Let’s talk about some of the ways our bodies are policed today and how we can get free. To be clear, when I say “policing,” I am not referring to those agents of our criminal injustice system. That’s a whole different topic for a whole ‘nother day. “Policing” in this context means any enforcement of arbitrary regulations in an attempt to maintain some semblance of control or power.
I recognize a kind of policing in how white people react to Black people having the audacity to take up space. I believe the effects of redlining and legally segregated neighborhoods in the 1960’s show up today when we see Black people occupying space in predominantly white neighborhoods.
We’ve seen videos of white people all up in their feelings when Black person is walking on the sidewalk in the neighborhood that they also live in; asking them, “Do you live here?”, verbalizing that they don’t belong here, and even physically harassing them. We have the receipts.
Look up hashtags #whileblack. We are free and yet the mindset of white supremacy has normalized that we are to conduct ourselves in a manner that upholds the status quo; the status quo here in America is to aspire to a standard of whiteness – to white ways of thinking, feelings, moving, and being because apparently white is right.
Unfortunately, this indoctrination has heavily impacted our kinfolk. One of the most prevalent ways this shows up is when our own kinfolk attempt to consciously or subconsciously police our bodies because we are not upholding these standards of whiteness.
They police our bodies in these ways most likely because they fear that white people are always watching and we must bow to their standards, lest we rid ourselves of future opportunities as a collective. They give into the lie that we are not allowed to move freely as our full Black selves.

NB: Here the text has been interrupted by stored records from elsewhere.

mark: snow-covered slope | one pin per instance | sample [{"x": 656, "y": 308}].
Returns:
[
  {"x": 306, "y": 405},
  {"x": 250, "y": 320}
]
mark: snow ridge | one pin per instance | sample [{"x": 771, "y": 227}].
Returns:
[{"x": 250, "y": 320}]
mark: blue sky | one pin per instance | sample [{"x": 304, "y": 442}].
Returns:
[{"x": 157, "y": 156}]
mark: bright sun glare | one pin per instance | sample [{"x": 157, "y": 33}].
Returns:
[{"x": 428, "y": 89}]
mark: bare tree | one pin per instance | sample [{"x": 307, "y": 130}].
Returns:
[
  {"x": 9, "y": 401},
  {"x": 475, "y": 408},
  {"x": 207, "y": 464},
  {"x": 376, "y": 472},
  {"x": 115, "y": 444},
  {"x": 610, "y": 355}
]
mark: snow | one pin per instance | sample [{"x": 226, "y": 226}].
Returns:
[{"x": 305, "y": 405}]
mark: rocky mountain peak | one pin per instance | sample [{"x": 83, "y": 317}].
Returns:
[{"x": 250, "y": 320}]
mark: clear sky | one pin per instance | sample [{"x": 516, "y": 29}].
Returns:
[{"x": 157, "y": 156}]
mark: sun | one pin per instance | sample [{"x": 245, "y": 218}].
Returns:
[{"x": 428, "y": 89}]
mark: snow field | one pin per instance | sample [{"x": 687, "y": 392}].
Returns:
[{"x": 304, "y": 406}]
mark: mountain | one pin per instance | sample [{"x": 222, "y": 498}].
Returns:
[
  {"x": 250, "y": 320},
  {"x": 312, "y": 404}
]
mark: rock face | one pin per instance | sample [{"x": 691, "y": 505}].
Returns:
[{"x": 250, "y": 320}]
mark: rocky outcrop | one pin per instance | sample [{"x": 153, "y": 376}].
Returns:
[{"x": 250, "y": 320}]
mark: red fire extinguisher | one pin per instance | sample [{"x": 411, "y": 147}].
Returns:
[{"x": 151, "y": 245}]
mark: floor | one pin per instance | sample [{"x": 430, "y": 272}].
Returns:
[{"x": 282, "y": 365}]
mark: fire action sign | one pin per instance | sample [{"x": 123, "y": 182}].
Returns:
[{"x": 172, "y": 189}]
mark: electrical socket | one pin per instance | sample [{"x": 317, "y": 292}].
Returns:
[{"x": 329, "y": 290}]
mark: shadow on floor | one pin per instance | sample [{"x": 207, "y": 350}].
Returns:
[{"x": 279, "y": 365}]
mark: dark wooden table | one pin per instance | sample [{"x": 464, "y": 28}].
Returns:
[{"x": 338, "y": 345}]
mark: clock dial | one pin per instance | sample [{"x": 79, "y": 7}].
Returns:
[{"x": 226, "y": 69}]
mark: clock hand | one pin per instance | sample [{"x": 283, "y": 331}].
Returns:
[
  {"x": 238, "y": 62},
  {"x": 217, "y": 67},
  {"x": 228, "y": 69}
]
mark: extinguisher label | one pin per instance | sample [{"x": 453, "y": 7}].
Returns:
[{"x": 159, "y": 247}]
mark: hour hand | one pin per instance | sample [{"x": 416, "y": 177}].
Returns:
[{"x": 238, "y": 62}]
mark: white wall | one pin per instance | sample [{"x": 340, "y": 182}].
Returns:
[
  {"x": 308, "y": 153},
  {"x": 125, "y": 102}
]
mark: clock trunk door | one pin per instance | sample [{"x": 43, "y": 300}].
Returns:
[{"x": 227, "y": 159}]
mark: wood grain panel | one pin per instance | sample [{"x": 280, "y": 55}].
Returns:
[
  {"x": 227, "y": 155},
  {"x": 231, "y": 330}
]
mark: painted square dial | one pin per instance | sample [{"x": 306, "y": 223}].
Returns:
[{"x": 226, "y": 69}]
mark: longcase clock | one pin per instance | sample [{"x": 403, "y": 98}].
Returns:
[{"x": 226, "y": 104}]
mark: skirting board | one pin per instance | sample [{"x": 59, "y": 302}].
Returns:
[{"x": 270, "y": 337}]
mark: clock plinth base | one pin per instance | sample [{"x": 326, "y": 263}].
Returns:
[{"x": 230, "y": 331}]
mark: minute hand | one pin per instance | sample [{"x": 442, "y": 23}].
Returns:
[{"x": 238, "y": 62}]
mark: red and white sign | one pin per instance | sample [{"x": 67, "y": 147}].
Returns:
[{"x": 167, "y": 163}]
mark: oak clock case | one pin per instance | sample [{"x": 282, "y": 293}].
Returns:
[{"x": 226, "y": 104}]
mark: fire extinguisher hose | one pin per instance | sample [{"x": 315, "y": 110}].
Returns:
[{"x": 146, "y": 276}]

I remember as a teenage girl wearing my scarf/durag to the bus stop because I did not want to mess up my hair. I rode the school bus that way and once I got to school, away from the humidity I would comb my hair down in the school bathroom. That humidity would have ruined the style I was trying to maintain if I had waited on that bus with my hair unwrapped and combed down.
Your durag and my bonnet is a representation of the deep care we have for ourselves in maintaining our God-given crowns. I’m not sure what purpose commenting on Black people wearing these items in public serves, but it certainly doesn’t boost our self esteem or morale as Black people. It takes so much time and work as Black women and Black Men to maintain our hair in any state; so to those Black women and men, I say rock that bonnet, that scarf, or that durag. Rock it loudly.
Do you. Be Black and wear your bonnet with pride because it is an act of resistance to push back on these notions of who we are as people and the respect we ought to be endowed with. We are a people motivated by pride, not fear of what the status quo has to say about us.
I put together a TikTok that has had over 4.4 million views and over 650K likes on policing black joy and black accomplishments. It has 4 video clips of high school seniors walking across the stage at graduation and breaking out into dance or an expression of celebration. In two of the clips you can see two [white] administrators discourage the seniors from their personal expression of celebration and another other black administrator tell one of the students to go back and walk again, this time without the dancing.
Let’s not do this to each other, y’all. Let’s not allow these standards of whiteness to keep us from being ourselves. LET US LIVE!
I come from a lineage where my maternal grandparents didn’t finish high school. I come from a lineage where my mother is the first to graduate from college; this history is due to the generational economic oppression that we have had to endure as Black people living in America. It was against the law for our enslaved ancestors to know how to read. In the year 2021, we are not policing Black Joy, Black Accomplishment or Black Bodies. We will not hold our applause.